Saturday, December 10, 2016

Beauty and Belief

Beauty and Belief: Aesthetics and Religion in Victorian Literature by Hilary Fraser, 233 pages

During the nineteenth century, and particularly in England during the reign of Queen Victoria, traditional religion came under pressure from many sides, especially developments in science, criticism, and philosophy.  Partially as a response, religious believers sought an "alignment of imagination and the transcendent" - finding a new appreciation of beauty as a pathway to God.  This emerged out of the Romantic movement, particularly Wordsworth and Coleridge, and proceeded to be reconceived in turn by the theologizing Romantics Newman and Keble, the moralising Romantics Ruskin and Arnold, and finally the decadent Romantics Pater and Wilde.  Hopkins occupies a unique place, chronologically last, recapitulating many of the views and preoccupations of the others while remaining distinctly himself.

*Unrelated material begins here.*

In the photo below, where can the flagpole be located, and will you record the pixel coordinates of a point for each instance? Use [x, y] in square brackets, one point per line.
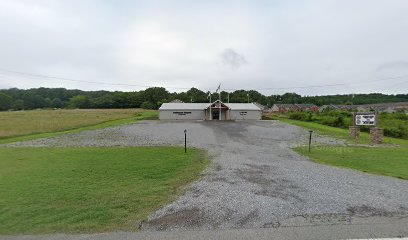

For the Tractarians, poetry was necessary to express the mysteries of God - poetry spoke truth because reality itself is somehow poetic, and the means by which we recognize beauty is intimately related to the means by which we recognize truth.  As Fraser guides us through the Victorian period, art shifts from being a handmaid of religion to religion being a form of art to art being the highest form of religion.  Art likewise revealed truth for Ruskin and Arnold, but for them the relevant truth was primarily ethical and therefore political rather than theological, while Pater and Wilde were more interested in the truth of beauty than the beauty of truth.  Fraser explores this development, and other related matters, in detail, with considerable care and apparent sympathy for his subjects.  The reader is left not only wishing that the book reached back to properly cover Wordsworth and Coleridge, but also that it continued on to consider twentieth century figures such as Chesterton and the Inklings.